Deux jours après son arrivée chez les Cœurs-d’Alêne, le P. De Smet baptisa les enfants, les malades et les vieillards. Il semblait que Dieu n’eût retenu ces derniers sur la terre que pour leur accorder ce suprême bienfait. Dans leurs transports de joie et de reconnaissance, on croyait entendre le cantique de Siméon.

L’âme déchirée de regrets, le missionnaire se sépara de ses nouveaux chrétiens. Il promit de leur envoyer, le plus tôt possible, un prêtre pour achever de les instruire. « Jamais, dit-il, visite parmi les sauvages ne m’a donné autant de consolation. Nulle part je n’ai vu des preuves aussi évidentes d’une véritable conversion. Je n’excepte pas même ma visite chez les Têtes-Plates en 1840 ».

L’avenir devait confirmer ce jugement. Les Cœurs-d’Alêne sont restés, jusqu’à nos jours, la tribu la plus chrétienne et la plus laborieuse des Montagnes. Le P. De Smet se rendit alors chez les Spokanes, qui lui témoignèrent un vif désir de connaître la religion, puis il arriva au fort Colville.

La fonte des neiges ayant fait déborder les rivières, il dut renoncer à suivre la route de terre jusqu’au fort Vancouver. Pendant que ses compagnons construisaient une barque pour continuer le voyage sur le Columbia, il visita les Chaudières, puis les Okinaganes, qui habitaient de l’autre côté du fleuve. Tous, vieux et jeunes, accou rurent aux instructions, et s’appliquèrent à apprendre les prières. Ici encore, le missionnaire dut se borner à baptiser les enfants et les malades. « Avec quelques prêtres de plus, écrivait-il, et des ressources pour procurer des outils aux sauvages, toutes les nations des Montagnes seraient bientôt catholiques ».[10]

Le 30 mai, il s’embarquait pour Vancouver.

De nombreux rapides, des rochers à fleur d’eau, rendent la navigation sur le Columbia extrêmement dangereuse.
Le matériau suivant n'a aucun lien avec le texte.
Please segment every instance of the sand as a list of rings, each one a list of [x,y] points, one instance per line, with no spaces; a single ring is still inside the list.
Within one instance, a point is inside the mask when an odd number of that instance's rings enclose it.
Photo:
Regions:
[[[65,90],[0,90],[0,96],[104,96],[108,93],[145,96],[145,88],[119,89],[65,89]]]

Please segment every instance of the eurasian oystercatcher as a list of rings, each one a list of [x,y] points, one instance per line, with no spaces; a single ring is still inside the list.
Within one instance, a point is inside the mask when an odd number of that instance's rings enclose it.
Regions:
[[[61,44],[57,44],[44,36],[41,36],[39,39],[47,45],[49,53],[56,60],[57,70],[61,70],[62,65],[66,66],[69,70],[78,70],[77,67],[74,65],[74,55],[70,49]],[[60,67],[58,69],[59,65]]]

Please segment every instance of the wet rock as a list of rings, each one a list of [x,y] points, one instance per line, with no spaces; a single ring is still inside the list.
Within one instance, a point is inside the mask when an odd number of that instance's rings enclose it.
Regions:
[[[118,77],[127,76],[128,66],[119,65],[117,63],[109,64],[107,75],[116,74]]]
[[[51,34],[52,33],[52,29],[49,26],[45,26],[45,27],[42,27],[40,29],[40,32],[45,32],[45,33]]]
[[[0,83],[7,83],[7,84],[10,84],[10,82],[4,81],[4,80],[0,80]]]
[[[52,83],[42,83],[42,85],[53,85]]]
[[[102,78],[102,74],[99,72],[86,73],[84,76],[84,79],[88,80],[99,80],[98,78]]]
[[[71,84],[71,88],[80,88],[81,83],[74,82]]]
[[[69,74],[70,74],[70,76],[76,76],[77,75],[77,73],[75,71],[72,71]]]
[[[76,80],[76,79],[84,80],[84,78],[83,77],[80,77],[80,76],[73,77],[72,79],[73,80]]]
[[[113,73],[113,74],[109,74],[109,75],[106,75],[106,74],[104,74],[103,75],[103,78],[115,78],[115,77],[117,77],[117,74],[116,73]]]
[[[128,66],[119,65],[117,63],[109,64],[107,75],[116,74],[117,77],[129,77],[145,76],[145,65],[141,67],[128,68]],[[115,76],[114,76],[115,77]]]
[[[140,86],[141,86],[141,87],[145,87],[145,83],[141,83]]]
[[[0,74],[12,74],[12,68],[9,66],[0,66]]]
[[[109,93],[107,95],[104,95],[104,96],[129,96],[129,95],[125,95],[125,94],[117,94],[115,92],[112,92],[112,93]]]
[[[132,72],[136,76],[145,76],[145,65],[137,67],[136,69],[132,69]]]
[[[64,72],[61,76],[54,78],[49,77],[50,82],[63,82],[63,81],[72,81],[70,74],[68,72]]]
Une fois de plus, le P. De Smet va éprouver l’effet de cette merveilleuse protection qui l’accompagne dans tous ses voyages.

« J’étais, dit-il, descendu à terre et longeais le rivage, ne songeant guère au malheur qui nous attendait. J’avais fait environ un quart de mille, lorsque les matelots poussèrent au large. Les voyant descendre d’un air assuré, chantant leur chanson d’aviron, je commençais à me repentir d’avoir préféré au cours du fleuve un sentier rocailleux sur le penchant d’une roche escarpée.

» Tout à coup, l’aspect des choses change. La proue de l’esquif se trouve brusquement arrêtée. Telle est la violence du choc, que les rameurs peuvent à peine se tenir sur leurs bancs. Dès qu’ils ont repris leur équilibre, ils tâchent de s’éloigner, mais en vain. Bientôt ils voient se dessiner autour de la barque un immense tourbillon. Déjà l’écume blanchit la surface de l’eau ; un sourd mugissement se fait entendre, à travers lequel on distingue la voix du pilote, qui encourage ses hommes à ramer.

» Le danger devient imminent ; tout espoir s’évanouit. La barque tourne sur elle-même, au gré du tourbillon, la proue se dresse, la poupe inclinée plonge dans l’abîme.

Une sueur glaciale couvrait tous mes membres ; ma vue s’obscurcissait. Un dernier cri : « Nous sommes perdus ! » m’annonce que c’en est fait de mes compagnons. Incapable de leur porter secours, je restais spectateur immobile de cette scène navrante.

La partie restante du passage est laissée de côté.